C. G. Estabrook galliher at uiuc.edu
Thu Mar 15 23:15:46 CDT 2007


If you read Goldhagen's "Hitler's Willing Executioners" (or even if you 
don't), you should read what seems to me to be an absolute destruction 
of Goldhagen in "A Nation on Trial: The Goldhagen Thesis and Historical 
Truth," by Norman Finkelstein and Ruth Bettina Birn -- 
<http://www.normanfinkelstein.com/content.php?pg=2>.

A summary by Finkelstein of the dispute is at
<http://www.normanfinkelstein.com/article.php?pg=2&ar=2>.

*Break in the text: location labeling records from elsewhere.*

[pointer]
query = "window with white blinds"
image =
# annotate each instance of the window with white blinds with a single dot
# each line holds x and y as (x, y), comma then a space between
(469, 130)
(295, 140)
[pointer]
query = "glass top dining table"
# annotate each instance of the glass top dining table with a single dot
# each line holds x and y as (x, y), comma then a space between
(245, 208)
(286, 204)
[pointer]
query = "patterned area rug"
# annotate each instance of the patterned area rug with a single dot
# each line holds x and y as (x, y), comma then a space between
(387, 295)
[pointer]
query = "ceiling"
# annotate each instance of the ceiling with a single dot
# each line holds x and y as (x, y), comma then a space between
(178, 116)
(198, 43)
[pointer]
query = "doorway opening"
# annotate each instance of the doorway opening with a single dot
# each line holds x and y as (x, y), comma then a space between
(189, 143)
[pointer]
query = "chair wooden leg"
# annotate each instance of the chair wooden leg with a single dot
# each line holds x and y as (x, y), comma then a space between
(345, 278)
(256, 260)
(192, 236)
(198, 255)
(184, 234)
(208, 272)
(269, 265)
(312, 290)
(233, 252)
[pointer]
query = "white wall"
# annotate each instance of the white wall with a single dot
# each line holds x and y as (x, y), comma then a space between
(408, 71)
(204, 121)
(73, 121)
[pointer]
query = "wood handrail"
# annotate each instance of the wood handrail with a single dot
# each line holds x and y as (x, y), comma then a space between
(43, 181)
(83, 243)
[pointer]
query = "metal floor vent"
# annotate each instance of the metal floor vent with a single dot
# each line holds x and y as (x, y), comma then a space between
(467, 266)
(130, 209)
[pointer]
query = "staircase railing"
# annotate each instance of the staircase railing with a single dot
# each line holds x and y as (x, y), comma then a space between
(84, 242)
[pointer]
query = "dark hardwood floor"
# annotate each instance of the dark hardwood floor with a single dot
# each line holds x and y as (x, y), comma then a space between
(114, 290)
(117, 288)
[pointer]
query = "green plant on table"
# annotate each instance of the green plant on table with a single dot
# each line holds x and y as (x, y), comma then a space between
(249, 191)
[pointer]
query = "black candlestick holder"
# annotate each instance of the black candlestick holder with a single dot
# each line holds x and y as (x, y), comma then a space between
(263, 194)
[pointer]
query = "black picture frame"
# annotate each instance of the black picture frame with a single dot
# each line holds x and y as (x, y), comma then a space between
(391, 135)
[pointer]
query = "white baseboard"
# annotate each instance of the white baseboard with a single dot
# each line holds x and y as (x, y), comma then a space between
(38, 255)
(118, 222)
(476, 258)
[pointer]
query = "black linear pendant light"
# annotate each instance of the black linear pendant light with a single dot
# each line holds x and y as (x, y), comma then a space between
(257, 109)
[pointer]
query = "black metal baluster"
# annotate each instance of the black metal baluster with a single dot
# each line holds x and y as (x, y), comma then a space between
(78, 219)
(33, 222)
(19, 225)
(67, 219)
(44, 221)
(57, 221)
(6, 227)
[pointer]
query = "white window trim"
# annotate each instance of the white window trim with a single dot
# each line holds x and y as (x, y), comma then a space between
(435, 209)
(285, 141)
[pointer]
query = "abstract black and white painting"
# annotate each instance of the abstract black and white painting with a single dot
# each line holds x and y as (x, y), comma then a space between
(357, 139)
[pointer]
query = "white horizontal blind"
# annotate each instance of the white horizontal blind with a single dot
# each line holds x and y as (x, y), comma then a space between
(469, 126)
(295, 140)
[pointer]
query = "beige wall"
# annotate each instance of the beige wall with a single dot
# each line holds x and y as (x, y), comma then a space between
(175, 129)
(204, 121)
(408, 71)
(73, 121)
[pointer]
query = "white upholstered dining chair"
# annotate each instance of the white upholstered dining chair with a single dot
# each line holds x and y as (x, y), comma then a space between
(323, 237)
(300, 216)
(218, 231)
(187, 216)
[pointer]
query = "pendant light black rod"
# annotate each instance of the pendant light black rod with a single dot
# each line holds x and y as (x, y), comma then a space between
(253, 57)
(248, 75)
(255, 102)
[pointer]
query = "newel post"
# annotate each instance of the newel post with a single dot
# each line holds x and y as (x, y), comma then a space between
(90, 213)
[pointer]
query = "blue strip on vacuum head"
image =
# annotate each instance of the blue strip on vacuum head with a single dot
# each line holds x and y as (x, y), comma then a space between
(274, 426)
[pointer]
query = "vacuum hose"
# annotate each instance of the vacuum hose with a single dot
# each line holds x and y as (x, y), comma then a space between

Another book that might go on Ricky's list is Milton Mayer, "They 
Thought They Were Free," written in 1955 but in print.  The following is 
from a recent review by Thom Hartmann:

...One of his closing chapters, "Peoria Uber Alles," is so poignant and 
prescient that were Mayer still alive today I doubt he could read it out 
loud without his voice breaking. It's the story of how what happened in 
Germany could just as easily happen in Peoria, Illinois, particularly if 
the city were to become isolationistic and suffered some sort of natural 
or man-made disaster or attack that threw its people into the warm but 
deadly embrace of authoritarianism.

     "The [Peorian] individual surrenders his individuality without a 
murmur, without, indeed, a second thought - and not just his individual 
hobbies and tastes, but his individual occupation, his individual family 
concerns, his individual needs. The primordial community, the tribe, 
re-emerges, it's first function the preservation of all its members. 
Every normal personality of the day becomes an 'authoritarian 
personality.' A few recalcitrants have to be disciplined (vigorously, 
under the circumstances) for neglect or betrayal of their duty. A few 
groups have to be watched or, if necessary, taken in hand - the 
antisocial elements, the liberty-howlers, the agitators among the poor, 
and the criminal gangs. For the rest of the citizens - 95 percent or so 
of the population - duty is now the central fact of life. They obey, at 
first awkwardly, but, surprisingly soon, spontaneously."

--CGE


Ricky Baldwin wrote:
 > Two recent books worth a read in this regard:
 >
 > Hitler's Willing Executioners
 > (about the zealous participation of ordinary Germans,
 > who in many cases went far beyond their infamous
 > "orders")
 >
 > What We Knew
 > (about the extent to which ordinary Germans knew about
 > the Holocaust as it as happening)
 >
 > Both are chilling, and they say a lot about what a
 > well educated, well read society can do - with mass
 > participation.  Timely, methinks.